Title: Gas equilibrium heat capacity synthesis under the influence of acoustic relaxation process and its application in gas detection

Author(s): ZHANG Kesheng; ZHANG Xiangqun; SHAO Fang

Affiliation(s): School of Electrical and Information Engineering, Guizhou Institute of Technology; School of Electronic Information and Communications, Huazhong University of Science and Technology; School of Mechanical Engineering, Guizhou Institute of Technology

Abstract: In an excitable gas, the molecular vibration relaxation process caused by an acoustic disturbance leads the equilibrium heat capacity to the effective one that depends on the acoustic frequency, resulting in acoustic dispersion and acoustic relaxational absorption. Based on the algorithm of synthesizing a single-relaxation process, we develop a synthesizing method to get the equilibrium heat capacities of excitable gases from the two-frequency acoustic speed and absorption measurements. The two measurement frequencies are selected in the range where the acoustic relaxational absorption is obvious. The method can obtain the heat capacities of internal and external degrees of freedom of gas molecules respectively, and effectively eliminate the influence of the acoustic relaxation process on the measurement results of excitable gas heat capacity.
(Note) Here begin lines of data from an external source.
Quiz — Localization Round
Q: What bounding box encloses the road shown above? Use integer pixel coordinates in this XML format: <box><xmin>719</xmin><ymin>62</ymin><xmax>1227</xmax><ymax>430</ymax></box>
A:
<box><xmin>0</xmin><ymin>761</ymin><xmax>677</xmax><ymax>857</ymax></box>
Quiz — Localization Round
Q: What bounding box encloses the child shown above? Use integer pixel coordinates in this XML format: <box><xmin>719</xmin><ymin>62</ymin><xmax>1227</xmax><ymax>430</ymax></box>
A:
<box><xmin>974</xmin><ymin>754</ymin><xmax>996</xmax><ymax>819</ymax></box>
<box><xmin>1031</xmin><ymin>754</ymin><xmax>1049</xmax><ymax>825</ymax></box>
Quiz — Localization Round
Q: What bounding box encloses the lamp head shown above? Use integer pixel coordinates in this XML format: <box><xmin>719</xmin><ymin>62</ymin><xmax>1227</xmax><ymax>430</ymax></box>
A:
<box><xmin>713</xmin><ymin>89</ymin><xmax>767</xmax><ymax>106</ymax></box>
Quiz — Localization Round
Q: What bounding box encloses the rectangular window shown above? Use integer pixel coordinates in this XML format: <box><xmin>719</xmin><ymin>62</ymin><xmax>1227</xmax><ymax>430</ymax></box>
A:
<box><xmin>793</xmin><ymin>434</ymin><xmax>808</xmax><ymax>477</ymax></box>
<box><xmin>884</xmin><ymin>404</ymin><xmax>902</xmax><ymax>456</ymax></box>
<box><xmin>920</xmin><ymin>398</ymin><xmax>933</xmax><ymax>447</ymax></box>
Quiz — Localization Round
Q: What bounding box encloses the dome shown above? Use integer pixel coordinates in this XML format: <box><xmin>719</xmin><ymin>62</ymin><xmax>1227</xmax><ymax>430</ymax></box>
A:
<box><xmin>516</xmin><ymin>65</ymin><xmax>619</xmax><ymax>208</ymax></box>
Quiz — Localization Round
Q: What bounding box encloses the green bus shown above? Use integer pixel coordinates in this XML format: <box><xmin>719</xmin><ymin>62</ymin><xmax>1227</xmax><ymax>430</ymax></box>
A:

For various gases, consisting of CO_2, CH_4, Cl_2, N_2 and O_2 at room temperature, the gas heat capacities obtained in this paper agree with the thermodynamic theoretical calculations based on the Planck-Einstein formula, and the maximum relative error is 3.51% in comparison to the experimental result. The synthesized heat capacities of rotation and vibration can be applied to the detection of gas molecular geometry, vibration frequency and mole fractions of gas mixtures.